Correlation Matching Approaches for Blind OSTBC Channel Estimation

In this paper, the problem of blind channel estimation under orthogonal space-time block coded (OSTBC) transmissions is solved by minimizing some distance measure between the theoretical and estimated correlation matrices of the observations. Specifically, the minimization of the Euclidean distance and the Kullback-Leibler divergence leads, respectively, to the Euclidean correlation matching (ECM) and Kullback correlation matching (KCM) criteria. The proposed techniques exploit the knowledge of the source correlation matrix to unambiguously recover the multiple-input multiple-output (MIMO) channel.
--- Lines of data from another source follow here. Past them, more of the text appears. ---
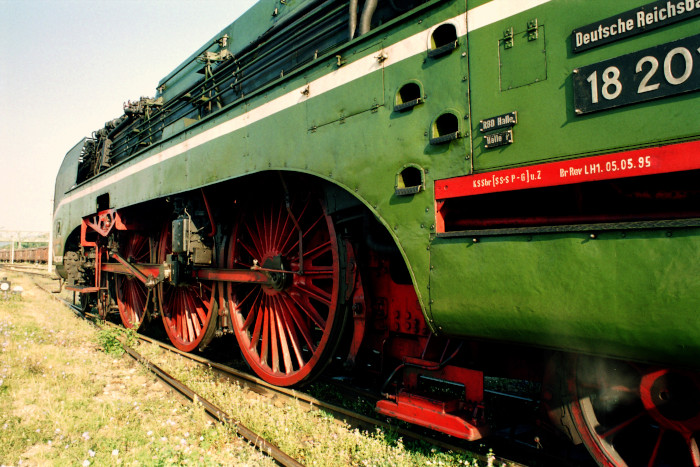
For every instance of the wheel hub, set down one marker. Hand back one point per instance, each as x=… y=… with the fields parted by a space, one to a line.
x=280 y=280
x=673 y=399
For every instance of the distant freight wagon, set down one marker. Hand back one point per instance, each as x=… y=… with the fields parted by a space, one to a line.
x=26 y=255
x=427 y=192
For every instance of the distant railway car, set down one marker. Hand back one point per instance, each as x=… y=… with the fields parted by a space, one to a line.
x=26 y=255
x=429 y=191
Furthermore, due to the orthogonality properties of OSTBCs, both the ECM and KCM criteria result in closed form solutions. In particular, the channel estimate is given by the principal eigenvector of a matrix, which is obtained from the estimated correlation matrix of the observations modified by the code matrices and a set of weights. In the ECM case, the weights are fixed and equal to the eigenvalues of the source correlation matrix, whereas the KCM weights depend on both the signal-to-noise ratio (SNR) and the source eigenvalues. Additionally, we show that the proposed approaches are equivalent in the low SNR regime, whereas in the high SNR regime the KCM criterion is asymptotically equivalent to the relaxed blind maximum-likelihood (ML) decoder. Finally, the performance of the proposed criteria is illustrated by means of some numerical examples.